What was great about the story is how it sidestepped so many tropes to write a story driven by the characters, their actions, and their emotions. It wasn’t a classic damsel in distress story, it wasn’t a motivated by love story, and it wasn’t a plain driven by guilt story either. The first arc of Ōkami, which was the story I told above, was the story of Susano, of his growth, his pain, and him throwing himself repeatedly against what was beyond him. Amaterasu’s fight against Orochi’s force may be the main driving force of the story, but Susano is the one that starts this tale, and also the man instrumental to its end.
On its own, the story is at least decent. But when I consider the tale it was based on, I quite like how Ōkami got its first arc to follow through much of the motions of the original tale, yet managed to tell a whole new story by having a very different main character. Susano, story-wise, has as much claim to be a protagonist as Amaterasu, although gameplay-wise playing as a man who was covering in fear for about four hours before some actual fighting happens isn’t exactly my idea of fun.
The rest overall story is quite good, just that I really like the first arc the best. The second arc starts introducing to us the overarching plot, as well as having a decent mid-arc twist and possibly one of the most well-loved minor characters in the game. The third arc is rather similar to the first in the sense that it is also about a warrior overcoming his flaws and gaining redemption, but it also delves a lot more into Issun’s character and starts setting up the elements crucial to the final arc.

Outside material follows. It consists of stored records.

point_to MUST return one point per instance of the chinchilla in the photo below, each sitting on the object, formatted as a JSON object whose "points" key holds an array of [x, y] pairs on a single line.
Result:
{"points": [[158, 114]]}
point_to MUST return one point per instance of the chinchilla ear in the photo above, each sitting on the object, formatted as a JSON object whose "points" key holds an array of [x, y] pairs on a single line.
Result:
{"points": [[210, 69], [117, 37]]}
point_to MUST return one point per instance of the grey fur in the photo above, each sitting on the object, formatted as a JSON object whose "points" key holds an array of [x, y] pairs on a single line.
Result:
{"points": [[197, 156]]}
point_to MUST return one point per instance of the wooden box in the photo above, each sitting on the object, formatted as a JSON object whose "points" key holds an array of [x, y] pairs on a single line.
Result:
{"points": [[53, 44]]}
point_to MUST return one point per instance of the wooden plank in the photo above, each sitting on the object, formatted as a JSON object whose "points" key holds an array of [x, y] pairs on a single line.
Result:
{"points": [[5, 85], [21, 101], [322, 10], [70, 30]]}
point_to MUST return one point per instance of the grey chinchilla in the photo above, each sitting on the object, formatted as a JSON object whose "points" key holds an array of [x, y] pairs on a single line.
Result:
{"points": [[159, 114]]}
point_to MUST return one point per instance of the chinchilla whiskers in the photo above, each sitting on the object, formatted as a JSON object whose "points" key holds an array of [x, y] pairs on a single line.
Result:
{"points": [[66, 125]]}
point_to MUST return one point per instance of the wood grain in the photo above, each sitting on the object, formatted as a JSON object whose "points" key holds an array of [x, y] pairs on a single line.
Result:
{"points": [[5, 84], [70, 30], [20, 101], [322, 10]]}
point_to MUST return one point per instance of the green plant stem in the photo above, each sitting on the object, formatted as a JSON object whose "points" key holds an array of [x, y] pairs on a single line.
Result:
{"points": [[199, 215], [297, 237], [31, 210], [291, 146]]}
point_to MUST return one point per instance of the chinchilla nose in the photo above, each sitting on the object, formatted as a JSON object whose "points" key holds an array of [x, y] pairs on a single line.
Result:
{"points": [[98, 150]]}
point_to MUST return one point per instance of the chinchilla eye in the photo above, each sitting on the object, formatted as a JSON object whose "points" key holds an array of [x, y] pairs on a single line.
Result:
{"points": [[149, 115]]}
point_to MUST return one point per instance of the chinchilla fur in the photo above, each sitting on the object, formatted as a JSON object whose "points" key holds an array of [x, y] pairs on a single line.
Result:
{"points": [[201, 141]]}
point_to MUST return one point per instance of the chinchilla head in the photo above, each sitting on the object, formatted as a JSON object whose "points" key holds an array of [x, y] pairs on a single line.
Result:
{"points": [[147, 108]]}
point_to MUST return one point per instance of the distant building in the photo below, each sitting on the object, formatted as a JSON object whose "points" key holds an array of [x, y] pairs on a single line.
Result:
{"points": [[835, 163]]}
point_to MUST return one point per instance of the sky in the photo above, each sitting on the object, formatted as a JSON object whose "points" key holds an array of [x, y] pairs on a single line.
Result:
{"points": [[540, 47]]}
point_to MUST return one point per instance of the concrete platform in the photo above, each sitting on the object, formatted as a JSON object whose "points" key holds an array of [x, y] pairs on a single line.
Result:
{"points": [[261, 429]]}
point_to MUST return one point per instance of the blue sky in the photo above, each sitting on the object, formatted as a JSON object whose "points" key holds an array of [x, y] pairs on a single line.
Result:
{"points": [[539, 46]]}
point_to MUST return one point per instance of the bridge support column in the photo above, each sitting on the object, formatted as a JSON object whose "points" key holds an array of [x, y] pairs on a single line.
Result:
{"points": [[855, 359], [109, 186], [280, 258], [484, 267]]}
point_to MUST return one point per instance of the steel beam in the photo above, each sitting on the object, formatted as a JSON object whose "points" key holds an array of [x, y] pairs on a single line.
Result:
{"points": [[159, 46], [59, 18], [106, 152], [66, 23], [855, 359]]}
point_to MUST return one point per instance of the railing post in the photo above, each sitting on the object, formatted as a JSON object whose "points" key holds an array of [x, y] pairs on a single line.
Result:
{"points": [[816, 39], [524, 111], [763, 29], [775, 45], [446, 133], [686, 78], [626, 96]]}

The final arc is essentially a boss fight gauntlet and a series of cutscenes. However, it delivers one of the best endings I have seen in video games so far. It gave me a sense of how far we’ve came, and the end was satisfying, although a bit cheesy. Just like a very well made pizza.
The most important part of Ōkami’s plot, I think, is that it is ultimately driven by its characters. Orochi and the big bad, Yami, may be considered forces of nature personified, but the cast, not just Amaterasu, is what drives the story forward. The tale is woven by people actively out to change their lives, some good, some bad, but none of them just passively reacting to what is happening around them. That, I suppose, is the icing on the rather well-written story that is the cake.